A probabilistic method for jointly analyzing multiple ChIP-seq datasets. jMOSAiCS (joint model-based one- and two-sample analysis and inference for ChIP-seq) is a probabilistic model for integrating multiple ChIP-seq datasets to identify combinatorial patterns of enrichment. The key components of jMOSAiCS are base models for the sequencing reads of each individual ChIP-seq experiment and a model that governs the relationship of enrichment among different samples. It facilitates joint analysis of multiple ChIP-seq datasets for both identifying enrichment patterns of a single TF across multiple conditions and characterizing enrichment patterns of multiple epigenomic marks in one or more conditions.
A saturation-based ChIP-seq peak caller. Q uses an assessment of the quadratic enrichment of reads to center candidate peaks followed by statistical analysis of saturation of candidate peaks by 5' ends of reads.
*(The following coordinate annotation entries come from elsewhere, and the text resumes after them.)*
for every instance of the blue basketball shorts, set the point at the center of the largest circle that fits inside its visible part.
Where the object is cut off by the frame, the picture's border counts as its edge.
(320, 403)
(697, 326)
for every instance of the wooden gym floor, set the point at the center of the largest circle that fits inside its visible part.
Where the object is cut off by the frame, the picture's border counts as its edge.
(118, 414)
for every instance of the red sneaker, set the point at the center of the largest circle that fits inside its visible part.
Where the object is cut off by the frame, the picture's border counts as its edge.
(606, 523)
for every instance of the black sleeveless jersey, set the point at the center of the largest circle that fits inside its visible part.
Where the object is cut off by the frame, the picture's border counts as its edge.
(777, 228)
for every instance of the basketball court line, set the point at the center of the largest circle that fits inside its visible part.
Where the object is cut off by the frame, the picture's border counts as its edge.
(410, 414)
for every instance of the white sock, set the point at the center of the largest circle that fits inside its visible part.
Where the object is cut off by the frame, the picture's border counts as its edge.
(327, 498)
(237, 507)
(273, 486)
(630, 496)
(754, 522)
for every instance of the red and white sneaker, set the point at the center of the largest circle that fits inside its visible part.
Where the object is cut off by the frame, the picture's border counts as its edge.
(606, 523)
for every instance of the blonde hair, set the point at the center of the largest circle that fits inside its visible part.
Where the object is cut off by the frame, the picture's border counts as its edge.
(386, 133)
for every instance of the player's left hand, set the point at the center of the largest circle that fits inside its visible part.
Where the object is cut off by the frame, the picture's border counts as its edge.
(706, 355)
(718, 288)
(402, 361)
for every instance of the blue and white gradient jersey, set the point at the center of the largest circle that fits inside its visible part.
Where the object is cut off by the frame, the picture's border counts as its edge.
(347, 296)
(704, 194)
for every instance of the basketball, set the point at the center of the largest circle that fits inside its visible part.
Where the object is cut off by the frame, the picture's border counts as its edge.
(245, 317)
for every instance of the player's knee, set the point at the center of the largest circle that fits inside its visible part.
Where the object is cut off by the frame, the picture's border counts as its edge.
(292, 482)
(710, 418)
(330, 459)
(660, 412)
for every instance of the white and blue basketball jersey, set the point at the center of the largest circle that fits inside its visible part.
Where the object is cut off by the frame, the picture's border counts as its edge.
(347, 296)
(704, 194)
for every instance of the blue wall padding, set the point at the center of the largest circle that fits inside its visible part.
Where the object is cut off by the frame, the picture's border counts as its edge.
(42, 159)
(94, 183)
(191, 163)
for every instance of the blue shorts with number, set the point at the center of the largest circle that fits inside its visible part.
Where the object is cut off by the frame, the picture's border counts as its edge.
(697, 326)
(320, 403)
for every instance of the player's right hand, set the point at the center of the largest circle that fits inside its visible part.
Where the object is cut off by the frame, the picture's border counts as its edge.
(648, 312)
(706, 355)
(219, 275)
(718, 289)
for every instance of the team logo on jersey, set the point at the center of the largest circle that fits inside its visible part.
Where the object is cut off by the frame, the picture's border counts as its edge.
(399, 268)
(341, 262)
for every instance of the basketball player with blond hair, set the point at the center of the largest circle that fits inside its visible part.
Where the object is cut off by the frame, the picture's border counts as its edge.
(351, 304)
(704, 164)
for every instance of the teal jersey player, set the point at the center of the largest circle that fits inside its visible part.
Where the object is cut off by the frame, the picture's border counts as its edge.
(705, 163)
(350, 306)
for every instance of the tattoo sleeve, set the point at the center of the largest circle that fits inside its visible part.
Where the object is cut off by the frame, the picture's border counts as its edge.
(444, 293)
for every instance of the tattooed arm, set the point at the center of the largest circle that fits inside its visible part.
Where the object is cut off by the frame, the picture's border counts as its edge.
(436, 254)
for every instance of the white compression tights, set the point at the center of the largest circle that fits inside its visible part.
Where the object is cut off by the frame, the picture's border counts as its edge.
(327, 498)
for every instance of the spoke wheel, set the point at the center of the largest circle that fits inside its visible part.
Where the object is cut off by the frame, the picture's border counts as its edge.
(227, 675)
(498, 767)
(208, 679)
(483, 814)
This method is not only substantially faster than several competing methods, but also demonstrates statistically significant advantages with respect to reproducibility of results and in its ability to identify peaks with reproducible binding site motifs.
Examines epigenomic and transcriptomic next generation sequencing (NGS) data. Octopus-toolkit can be used for antibody- or enzyme-mediated experiments and studies for the quantification of gene expression. It can accelerate the data mining of public epigenomic and transcriptomic NGS data for basic biomedical research. This tool provides a private and a public mode: one to process the user’s own data, and the other to analyze public NGS data by retrieving raw files from the GEO database.
Identifies protein–DNA binding events in small bacterial and archaeal genomes. Pique facilitate downstream data visualization, curation and analysis. It also provides a suitable platform for large-scale studies of the structure and dynamic remodeling of gene-regulatory networks. This method is able to operate on systems that have genomic complexities such as IS elements, gene dosage polymorphisms and accessory genomes.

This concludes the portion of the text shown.